«Povera storia. Sempre tirata per i capelli». Ride Paolo Macry, docente di Storia Contemporanea alla Università Federico II di Napoli. La proposta della leghista Paola Goisis di includere dialetto e soprattutto storia locale nelle materie scolastiche, lo fa sorridere. Il progetto della Lega, però, è serio. Almeno nelle intenzioni: perché mai i giovani devono conoscere i sette re di Roma, ma non i dogi di Venezia?, come si domanda Paola Goisis. Eppure, «Se uno la storia la studia bene, conosce sia i sette re che i dogi» risponde Macry. Ma il problema è, com’è ovvio, un altro.
«La Lega vuole riscrivere elementi della storia. Non è la prima volta che lo fa». In ogni caso, «è da 150 anni che qui si studia qualcosa che c’è». Mentre Bossi, «piaccia o non piaccia, vuole far studiare qualcosa che non c’è». Che si stia parlando della Padania, è ovvio. «Non è un problema di storiografia del nord Italia». Né un problema di trascuratezza: «almeno dal ’900 in poi il nord Italia ha una rilevanza manualistica importante. Lì nascono più o meno tutte le idee e dell’ultimo secolo». Insomma, non è una rivendicazione storico-territoriale che ridà lustro a una storia dimenticata in modo ingiusto. Solo un’operazione politica che entra a piede basso nella storiografia. Da qui, la storia «tirata per i capelli».
«Si può fare storiografia su tantissime cose, dalla storia diplomatica del Paese fino a quella di un pezzo di territorio», ma il problema è proprio nell’identità che si vuol dare a questo territorio, anche solo nel riconoscerlo nel suo insieme, nel suo delimitarlo. Alla storia da riscrivere della Lega, invece, serve stabilire dei legami «con il presente», con una volontà politica. Insomma, «la storia dell’Italia è la storia di un paese, che si è formato in un particolare contesto e sulla base di un progetto che, in certa misura, è sfuggito di mano agli stessi fondatori». Il riferimento è alle diverse opinioni sulla fisionomia che, nella metà del ’800 si voleva dare al nuovo paese. «Cavour, ad esempio, avrebbe preferito una forma federalista», aggiunge.
Ma il progetto della Lega è quello. Una divisione federalista che valga anche nell’istruzione. Per esempio, i meridionali studierebbero la storia della dinastia borbonica. «No. Al sud non si fa, non si studia nelle scuole, perché, appunto, al di fuori del contesto storico risorgimentale, non avrebbe senso». Il programma di studi è sempre influenzato dall’area in cui viene deciso. È ovvio che, in Italia, ci si concentri sull’Italia. «Mentre i borboni non ci sono, non esistono più».
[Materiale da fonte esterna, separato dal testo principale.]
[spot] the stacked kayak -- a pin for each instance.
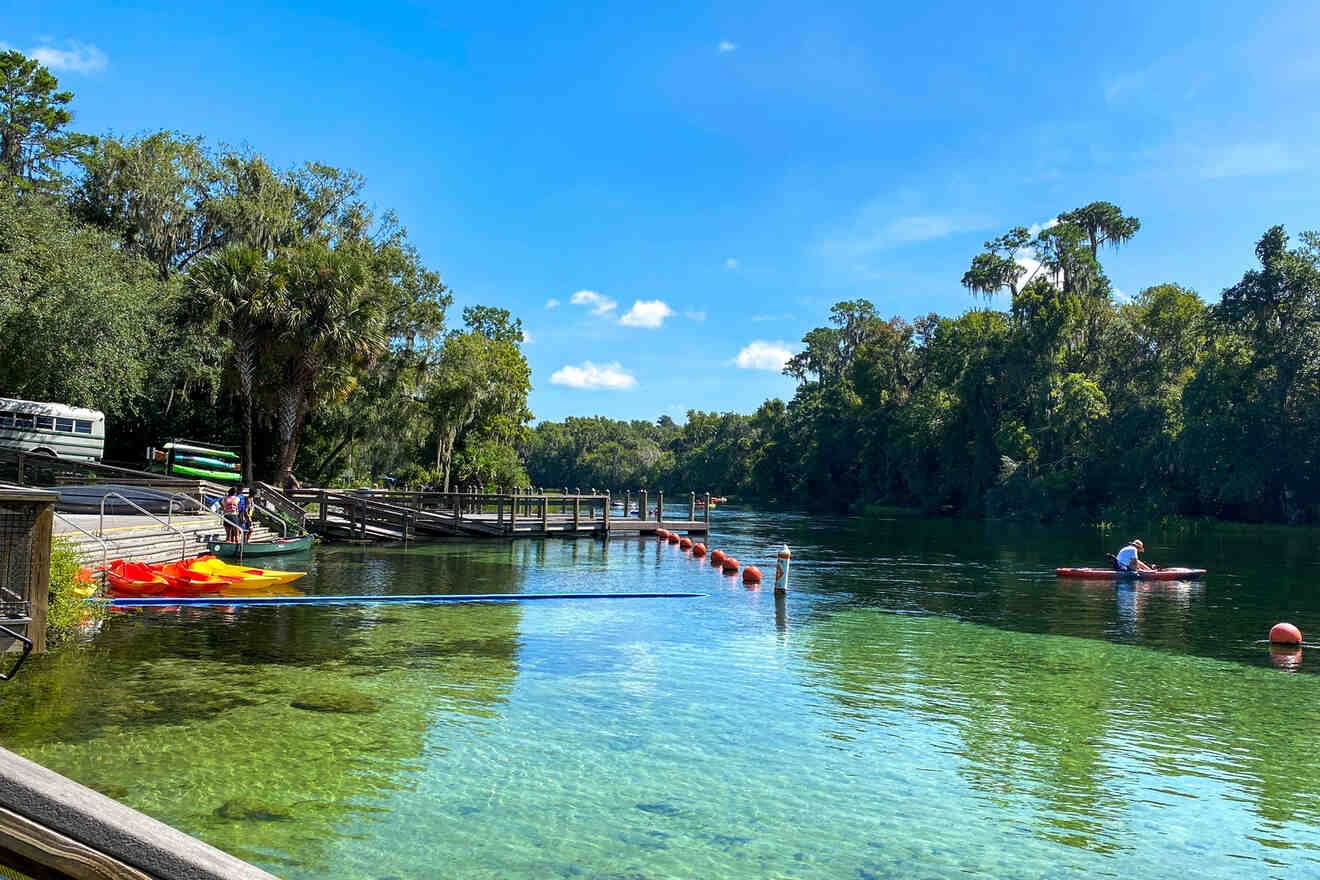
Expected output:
(135, 579)
(199, 459)
(1114, 574)
(197, 577)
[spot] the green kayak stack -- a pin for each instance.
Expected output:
(203, 461)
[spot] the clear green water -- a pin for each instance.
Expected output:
(928, 702)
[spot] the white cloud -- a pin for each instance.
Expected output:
(1250, 160)
(1036, 228)
(599, 305)
(81, 58)
(764, 355)
(650, 313)
(590, 376)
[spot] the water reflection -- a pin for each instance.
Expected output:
(1076, 735)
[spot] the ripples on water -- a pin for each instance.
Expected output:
(928, 701)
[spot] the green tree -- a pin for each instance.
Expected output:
(33, 143)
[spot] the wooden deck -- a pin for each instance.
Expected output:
(411, 516)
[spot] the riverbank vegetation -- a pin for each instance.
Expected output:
(1071, 404)
(196, 290)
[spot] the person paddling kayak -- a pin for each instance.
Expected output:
(1129, 558)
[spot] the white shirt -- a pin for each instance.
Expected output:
(1127, 557)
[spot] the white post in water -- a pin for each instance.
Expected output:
(786, 557)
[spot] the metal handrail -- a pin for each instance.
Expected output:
(169, 504)
(100, 523)
(104, 546)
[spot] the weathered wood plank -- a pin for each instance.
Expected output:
(45, 798)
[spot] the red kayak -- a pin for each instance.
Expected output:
(1113, 574)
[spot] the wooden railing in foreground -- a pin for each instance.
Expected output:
(52, 827)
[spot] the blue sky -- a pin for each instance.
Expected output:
(734, 168)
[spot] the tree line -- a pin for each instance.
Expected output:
(196, 290)
(1071, 404)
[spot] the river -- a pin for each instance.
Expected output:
(928, 701)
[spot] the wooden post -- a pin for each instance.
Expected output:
(38, 579)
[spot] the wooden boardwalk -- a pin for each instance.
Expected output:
(409, 516)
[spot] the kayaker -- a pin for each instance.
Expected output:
(230, 511)
(1129, 558)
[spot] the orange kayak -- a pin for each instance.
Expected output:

Piuttosto, l’atteggiamento è troppo italo-centrico, considera Macry. «Spesso ci si concentra a studiare periodi in cui sono altri i Paesi più importanti». Insomma, si adotterebbe una prospettiva troppo angusta. Figurarsi a scendere nei dettagli regionali. «Ci sono paesi in cui succede, ma hanno tutto un senso diverso. Come la Gran Bretagna». Lì «zone come Galles o Scozia approfondiscono le loro storie regionali», ma per l’appunto, sono entità politiche riconosciute, realtà storiche vere.
In Italia, invece, «mi sorprende che si cerchi, nel XXI secolo, una legittimazione, un’identità culturale, inventandosi una storiografia». Piuttosto, «andrebbe cercata nell’oggi». Non, come conclude, «in miti secolari. Perché si sa, le cose sono sempre complicate. Senza contesto è ancora peggio. E nella notte della storia, tutti i gatti sono bigi».